Wage subsidies do not appear to boost employment generally, though they can help increase employment among targeted groups, such as the young or disabled. Rather than lowering the cost of labour and thus boosting employer demand for workers, selective wage subsidies appear to encourage substitution and the reduction of labour costs, thus boosting profit margins. A positive impact on aggregate demand is possible with a universal wage subsidy, but that would in practice be no different to an across the board subsidy to consumption, which could probably be achieved more efficiently via a basic income. The evolution of working tax credits and other benefits into a universal credit is one route by which that may come about.

An implication of the Freud gaffe is that there may be work currently not being done because it has a value lower than the minimum wage, however there is no evidence that this is so. When workers are paid a pittance, this usually reflects the strength of the employer not the marginal value of the work. Just as the introduction of the national minimum wage in 1999 did not destroy jobs, so the subsidisation of wages (through in-work benefits) did not bring a slew of previously uneconomic jobs into the labour market. Instead, it simply allowed many existing jobs to be kept at the minimum wage, thus boosting corporate profits.

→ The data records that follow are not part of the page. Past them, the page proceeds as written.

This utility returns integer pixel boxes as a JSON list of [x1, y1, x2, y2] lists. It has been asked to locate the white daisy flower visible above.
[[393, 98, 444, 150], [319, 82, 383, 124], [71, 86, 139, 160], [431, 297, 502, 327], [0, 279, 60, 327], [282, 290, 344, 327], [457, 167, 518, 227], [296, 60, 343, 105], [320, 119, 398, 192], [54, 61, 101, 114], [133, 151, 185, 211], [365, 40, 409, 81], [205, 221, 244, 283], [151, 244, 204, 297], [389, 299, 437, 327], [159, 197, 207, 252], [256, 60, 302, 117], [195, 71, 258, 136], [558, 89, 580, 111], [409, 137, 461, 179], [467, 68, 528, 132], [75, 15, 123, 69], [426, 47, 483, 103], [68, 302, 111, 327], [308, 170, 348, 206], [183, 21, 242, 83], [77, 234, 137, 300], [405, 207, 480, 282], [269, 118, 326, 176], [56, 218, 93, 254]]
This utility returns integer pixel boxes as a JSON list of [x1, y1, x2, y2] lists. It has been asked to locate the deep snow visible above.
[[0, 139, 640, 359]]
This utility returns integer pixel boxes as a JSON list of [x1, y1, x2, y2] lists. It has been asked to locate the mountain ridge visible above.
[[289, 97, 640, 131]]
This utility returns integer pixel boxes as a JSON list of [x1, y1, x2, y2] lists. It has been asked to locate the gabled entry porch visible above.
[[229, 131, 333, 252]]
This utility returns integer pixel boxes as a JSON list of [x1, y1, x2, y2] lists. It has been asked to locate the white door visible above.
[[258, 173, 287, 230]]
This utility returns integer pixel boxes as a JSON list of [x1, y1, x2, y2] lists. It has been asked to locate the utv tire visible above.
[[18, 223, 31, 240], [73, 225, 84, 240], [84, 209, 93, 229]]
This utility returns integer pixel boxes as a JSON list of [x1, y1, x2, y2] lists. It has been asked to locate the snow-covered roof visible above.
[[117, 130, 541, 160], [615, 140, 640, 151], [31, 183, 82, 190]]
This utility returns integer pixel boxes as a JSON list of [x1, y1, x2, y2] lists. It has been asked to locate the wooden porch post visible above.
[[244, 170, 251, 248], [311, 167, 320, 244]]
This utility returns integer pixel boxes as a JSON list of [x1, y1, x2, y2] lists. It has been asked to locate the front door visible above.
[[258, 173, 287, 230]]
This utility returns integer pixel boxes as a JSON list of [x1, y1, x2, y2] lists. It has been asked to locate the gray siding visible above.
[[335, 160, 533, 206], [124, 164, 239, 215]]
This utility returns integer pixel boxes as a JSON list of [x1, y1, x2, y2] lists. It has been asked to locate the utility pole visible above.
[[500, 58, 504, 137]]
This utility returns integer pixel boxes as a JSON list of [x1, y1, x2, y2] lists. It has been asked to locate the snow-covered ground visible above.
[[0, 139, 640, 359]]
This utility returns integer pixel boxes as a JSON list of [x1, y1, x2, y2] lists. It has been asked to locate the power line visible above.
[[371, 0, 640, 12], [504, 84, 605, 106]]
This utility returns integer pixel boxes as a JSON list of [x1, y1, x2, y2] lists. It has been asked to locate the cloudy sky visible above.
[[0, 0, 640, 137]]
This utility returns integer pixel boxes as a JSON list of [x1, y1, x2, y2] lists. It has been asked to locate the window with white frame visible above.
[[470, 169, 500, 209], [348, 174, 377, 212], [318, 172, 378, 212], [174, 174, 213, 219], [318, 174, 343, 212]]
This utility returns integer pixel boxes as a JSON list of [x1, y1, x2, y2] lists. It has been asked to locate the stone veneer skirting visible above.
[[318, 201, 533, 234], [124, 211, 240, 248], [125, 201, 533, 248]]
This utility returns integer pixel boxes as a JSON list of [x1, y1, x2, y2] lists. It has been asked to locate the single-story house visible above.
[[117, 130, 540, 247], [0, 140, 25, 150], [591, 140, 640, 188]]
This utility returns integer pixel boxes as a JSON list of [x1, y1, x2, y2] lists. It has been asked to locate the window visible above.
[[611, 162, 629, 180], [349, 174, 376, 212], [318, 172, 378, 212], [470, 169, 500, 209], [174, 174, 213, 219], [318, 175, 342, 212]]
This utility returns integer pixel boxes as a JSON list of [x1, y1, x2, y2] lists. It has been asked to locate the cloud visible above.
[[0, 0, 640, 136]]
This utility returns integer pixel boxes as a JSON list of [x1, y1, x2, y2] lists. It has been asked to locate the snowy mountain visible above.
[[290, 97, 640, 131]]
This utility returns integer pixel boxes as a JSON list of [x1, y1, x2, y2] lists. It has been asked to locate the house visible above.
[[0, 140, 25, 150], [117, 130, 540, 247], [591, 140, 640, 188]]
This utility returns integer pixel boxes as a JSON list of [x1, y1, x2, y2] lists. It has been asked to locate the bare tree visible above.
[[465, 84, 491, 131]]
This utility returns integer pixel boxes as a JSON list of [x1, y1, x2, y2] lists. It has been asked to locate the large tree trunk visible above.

Since 1999, the number of NMW jobs has doubled from 2.5% to 5% of the labour force, which translates into 1.2 million workers. That increase is not down to the weak post-2008 recovery alone. Rather there has been a steady increase since 2003 when the figure had dropped to 1.8%. Similarly, there has been a steady increase in jobs paid at marginally over the NMW, with those at up to 110% of the minimum now accounting for almost 12% of the workforce. If this trajectory continues, it will make future governments even more reluctant to significantly increase the minimum wage because of the quantum effect, which explains Ed Miliband's underwhelming promise to increase the main rate to only £8 by 2020.

I don't think Freud's clumsy language indicates that he is any more callous or stupid than your average unelected neoliberal chancer, rather it suggests that the political caste are only too well aware that we are building a low-wage economy in which the institutionalised dole, once directed to the unemployed and the unwilling, must in future be directed as much towards the employed and the willing. Increasingly, just having a job is no longer an indication of worth. As self-employment and piecemeal jobs proliferate, the boundary between work and non-work becomes ever more porous and the media dichotomy between strivers and shirkers ever more ridiculous.